Jenny McCartney Jenny McCartney

The stuff of nightmares: Retrievals podcast reviewed

Plus: an atmospheric new radio documentary on Diane Arbus

Credit: Getty Images 
issue 22 July 2023

It is the stuff of nightmares, or a queasily dystopian film plot. A woman is undergoing a surgical procedure in a top-rated US clinic. The aim is ‘egg retrieval’, a process which collects eggs from the ovaries for use in IVF. It involves nerves and hope, long needles and pain – except the patient has been promised that the latter will be minimal, thanks to an injection of fentanyl, a powerful opioid.

The pain certainly isn’t minimal, however. It’s excruciating. When the woman says how much it hurts, the nurse tops up the dose, and then says the patient has now received the maximum allowed. There might be a touch of reproof in the refusal, if you’re sensitive to such things, and most women are. The woman grits her teeth and carries on with the agonising treatment, telling herself that perhaps it’s her fault, maybe her body is resistant to fentanyl. Except it later turns out that she never received any painkiller at all. A drug-addicted nurse, Donna, has been stealing the fentanyl, replacing it with saline, and no one else at the clinic has noticed.

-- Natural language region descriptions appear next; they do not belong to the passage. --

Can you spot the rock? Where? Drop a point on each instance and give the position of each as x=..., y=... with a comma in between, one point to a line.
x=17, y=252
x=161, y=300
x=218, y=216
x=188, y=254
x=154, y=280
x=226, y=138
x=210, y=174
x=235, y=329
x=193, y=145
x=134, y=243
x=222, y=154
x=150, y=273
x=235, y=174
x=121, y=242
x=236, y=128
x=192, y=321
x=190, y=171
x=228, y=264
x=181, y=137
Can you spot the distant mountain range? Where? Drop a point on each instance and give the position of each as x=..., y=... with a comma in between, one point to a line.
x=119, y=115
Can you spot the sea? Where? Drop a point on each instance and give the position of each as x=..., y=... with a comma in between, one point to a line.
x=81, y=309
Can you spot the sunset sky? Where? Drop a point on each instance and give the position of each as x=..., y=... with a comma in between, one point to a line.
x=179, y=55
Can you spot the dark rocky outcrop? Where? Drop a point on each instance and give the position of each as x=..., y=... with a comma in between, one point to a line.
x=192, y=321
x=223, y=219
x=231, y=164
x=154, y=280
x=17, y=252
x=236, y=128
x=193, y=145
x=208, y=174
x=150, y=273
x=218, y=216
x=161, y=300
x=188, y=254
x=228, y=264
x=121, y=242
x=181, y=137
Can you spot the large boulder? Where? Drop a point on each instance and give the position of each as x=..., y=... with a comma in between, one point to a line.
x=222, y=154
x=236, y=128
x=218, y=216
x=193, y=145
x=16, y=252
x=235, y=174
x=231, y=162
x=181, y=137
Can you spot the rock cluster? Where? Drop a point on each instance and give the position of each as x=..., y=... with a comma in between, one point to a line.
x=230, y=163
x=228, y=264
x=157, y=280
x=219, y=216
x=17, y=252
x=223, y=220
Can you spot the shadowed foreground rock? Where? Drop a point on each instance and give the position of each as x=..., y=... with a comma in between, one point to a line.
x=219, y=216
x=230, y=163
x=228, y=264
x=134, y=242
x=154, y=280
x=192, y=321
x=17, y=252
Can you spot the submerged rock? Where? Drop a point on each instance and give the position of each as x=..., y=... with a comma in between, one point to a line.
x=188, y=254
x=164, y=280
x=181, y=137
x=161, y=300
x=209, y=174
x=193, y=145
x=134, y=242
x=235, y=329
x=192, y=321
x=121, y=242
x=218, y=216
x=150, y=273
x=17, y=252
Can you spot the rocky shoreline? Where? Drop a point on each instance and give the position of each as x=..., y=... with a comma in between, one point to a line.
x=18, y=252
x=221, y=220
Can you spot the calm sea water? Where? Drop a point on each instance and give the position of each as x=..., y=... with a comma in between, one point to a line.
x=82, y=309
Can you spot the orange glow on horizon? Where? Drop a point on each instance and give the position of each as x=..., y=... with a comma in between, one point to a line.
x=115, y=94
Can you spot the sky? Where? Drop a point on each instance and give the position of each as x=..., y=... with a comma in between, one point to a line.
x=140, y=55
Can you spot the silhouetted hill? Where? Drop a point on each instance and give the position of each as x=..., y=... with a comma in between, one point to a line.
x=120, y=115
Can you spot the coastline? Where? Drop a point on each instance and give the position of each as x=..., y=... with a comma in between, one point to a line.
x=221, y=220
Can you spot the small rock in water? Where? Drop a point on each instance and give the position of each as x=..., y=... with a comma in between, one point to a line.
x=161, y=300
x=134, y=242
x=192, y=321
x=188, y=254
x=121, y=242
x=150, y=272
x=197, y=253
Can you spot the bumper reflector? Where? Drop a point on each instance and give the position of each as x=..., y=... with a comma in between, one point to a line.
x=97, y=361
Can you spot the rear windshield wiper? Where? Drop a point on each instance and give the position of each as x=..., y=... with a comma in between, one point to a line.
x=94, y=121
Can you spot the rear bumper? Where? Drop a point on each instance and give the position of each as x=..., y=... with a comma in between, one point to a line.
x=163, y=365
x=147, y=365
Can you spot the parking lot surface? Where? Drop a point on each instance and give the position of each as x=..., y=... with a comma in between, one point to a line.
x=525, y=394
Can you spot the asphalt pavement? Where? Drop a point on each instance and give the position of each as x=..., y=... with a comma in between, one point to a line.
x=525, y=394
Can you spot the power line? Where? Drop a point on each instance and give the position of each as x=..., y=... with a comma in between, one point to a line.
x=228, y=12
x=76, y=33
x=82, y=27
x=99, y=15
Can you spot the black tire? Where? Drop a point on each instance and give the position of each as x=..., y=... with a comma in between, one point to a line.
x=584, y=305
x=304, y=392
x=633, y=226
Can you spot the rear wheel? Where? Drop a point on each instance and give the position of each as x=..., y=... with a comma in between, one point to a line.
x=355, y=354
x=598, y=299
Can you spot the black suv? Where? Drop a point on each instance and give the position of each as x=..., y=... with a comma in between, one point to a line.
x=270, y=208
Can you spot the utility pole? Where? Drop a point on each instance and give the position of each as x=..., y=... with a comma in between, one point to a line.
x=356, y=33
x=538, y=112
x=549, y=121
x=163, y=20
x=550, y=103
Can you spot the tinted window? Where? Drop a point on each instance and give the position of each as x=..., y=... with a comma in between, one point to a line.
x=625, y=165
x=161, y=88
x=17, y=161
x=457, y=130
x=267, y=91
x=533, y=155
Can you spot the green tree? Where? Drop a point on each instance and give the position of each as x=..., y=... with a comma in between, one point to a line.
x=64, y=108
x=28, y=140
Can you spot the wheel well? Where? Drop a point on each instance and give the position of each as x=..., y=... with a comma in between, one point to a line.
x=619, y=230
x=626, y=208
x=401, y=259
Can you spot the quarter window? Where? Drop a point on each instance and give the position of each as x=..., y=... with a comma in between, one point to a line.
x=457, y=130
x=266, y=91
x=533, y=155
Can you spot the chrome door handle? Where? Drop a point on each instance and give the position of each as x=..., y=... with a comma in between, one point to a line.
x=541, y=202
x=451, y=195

Astonishing that with so many women reporting acute pain, none of the medical staff saw a problem

This is the story explored in the podcast Retrievals, and it didn’t happen to just one woman at the Yale fertility clinic in Connecticut, but as many as 200. Astonishing, you might think, that with so many women reporting acute pain – ‘I swore, I was using curse words,’ one recalls – none of the medical staff saw a serious problem. When the truth first leaked out, the women’s sense of betrayal was profound, not least among those who had Donna as their nurse: ‘I remember asking her if it’s normal to be in that much pain. And she looked at me and said, yes.